Live Program
No webcast or video replay
What does it mean to be an ethical lawyer? What are the specific issues and contexts in which ethical issues arise for lawyers? How do lawyers recognize and solve ethical problems? These are the central questions behind this exciting workshop designed to develop and foster ethical decision-making by individual lawyers. The challenge of acting ethically is not so much what lawyers know – most lawyers are aware of the ethical rules that govern their conduct. Rather, the challenge of acting ethically lies with lawyers’ ability to integrate that knowledge into action given the circumstances in which they practice. Our experienced faculty go beyond the usual recitation of codified duties and rules to explore, interactively, the factors that facilitate or undermine ethical decision-making by lawyers, and to approach ethical behaviour as a function of reasoning and problem solving.
By working through scenarios designed to provoke ethical analysis and help solve problems that arise in day to day practice, participants will learn how to identify and correct behaviour that leads to poor outcomes for clients and for the public. And there are no stilted and contrived stories about lawyer Smith and client Jones - examples and case studies are based on specific and very real problems that have arisen in the Canadian (and international) profession. Issues for analysis include the lawyer-client relationship, the limits of zealous advocacy, lawyer-client confidence, dealing with witnesses, conflicts of interest, the lawyer’s relationship with the media and more. A panel of noted local practitioners helps bring alive some of the greyest ethical areas, and fuel participant discussion.

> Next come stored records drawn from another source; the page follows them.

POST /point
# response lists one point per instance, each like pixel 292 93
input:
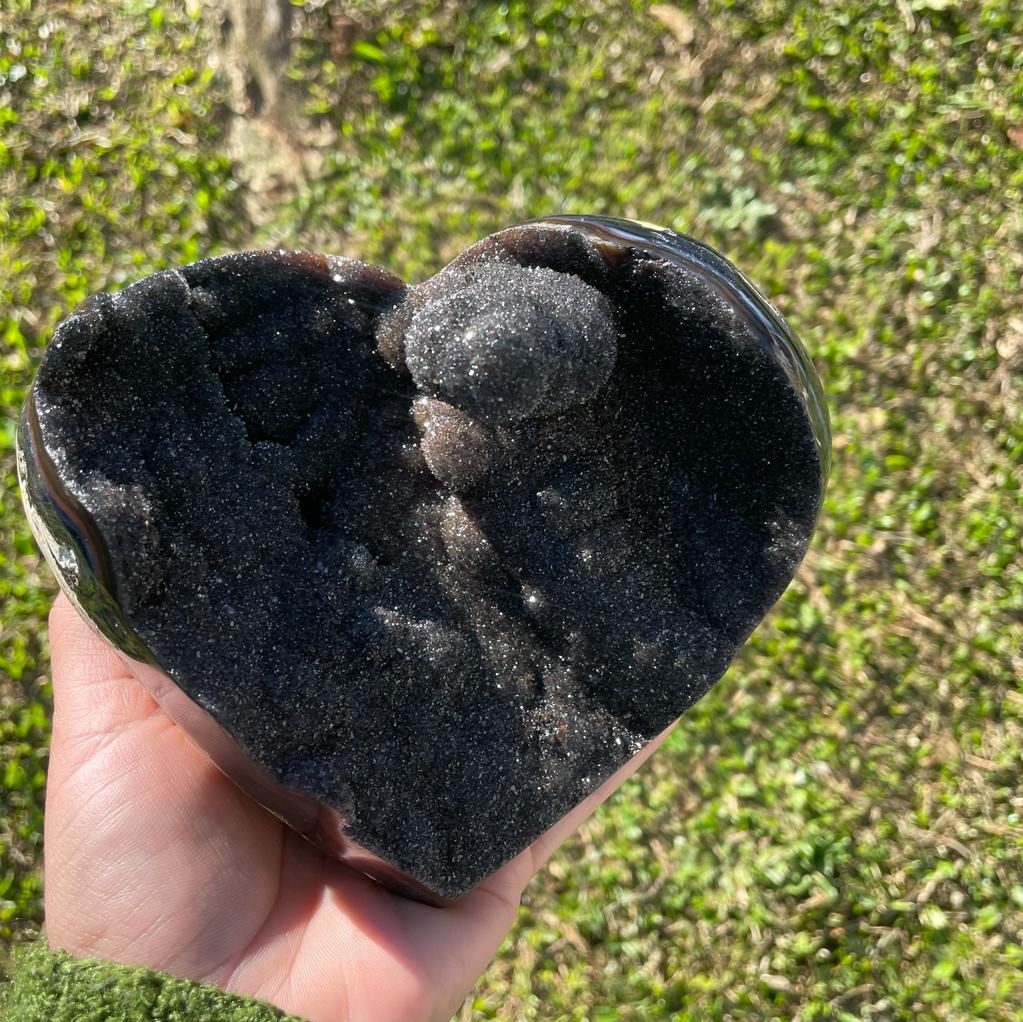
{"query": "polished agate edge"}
pixel 77 552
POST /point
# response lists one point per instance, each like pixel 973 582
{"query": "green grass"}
pixel 835 833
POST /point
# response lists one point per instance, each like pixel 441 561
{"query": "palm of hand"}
pixel 153 857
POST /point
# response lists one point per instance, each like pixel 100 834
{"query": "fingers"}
pixel 94 692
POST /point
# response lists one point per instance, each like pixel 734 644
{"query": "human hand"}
pixel 153 857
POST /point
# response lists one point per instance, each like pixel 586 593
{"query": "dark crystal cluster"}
pixel 440 557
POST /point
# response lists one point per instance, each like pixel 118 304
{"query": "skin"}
pixel 153 857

Paul Paton is a Professor of Law and Director of the Ethics Across the Professions Initiative of the University of the Pacific, McGeorge School of Law. He became a full-time professor in 2004. Professor Paton spent over a decade in practice, first in the commercial litigation group of Davies, Ward & Beck in Toronto, then as Justice and Social Policy Advisor to the Premier of Ontario, and for six years as in-house counsel to PricewaterhouseCoopers LLP. He teaches professional responsibility, corporate governance, business associations, legal ethics and the legal profession, and ethics for government and public lawyers, and was twice named a Fellow of the U.S. National Institute on Teaching Ethics and Professionalism. Professor Paton’s research focuses on ethics in corporate contexts, legal ethics and lawyer regulation in comparative perspective, and on corporate governance matters. He has been recognized nationally in both the United States and Canada for his contributions to debates on the future of the legal profession and is a frequent media commentator on the role of lawyers in corporate scandal. His publications include articles in the Fordham Law Review (Symposium Edition on Ethics), the ABA Journal of the Professional Lawyer (Canons of Ethics Celebration Edition), the Canadian Bar Review (Special Edition on Ethics), the Stanford Journal of Law, Business & Finance, and other law reviews and journals. He is immediate past Chair of the Canadian Bar Association’s National Ethics and Professional Responsibility Committee.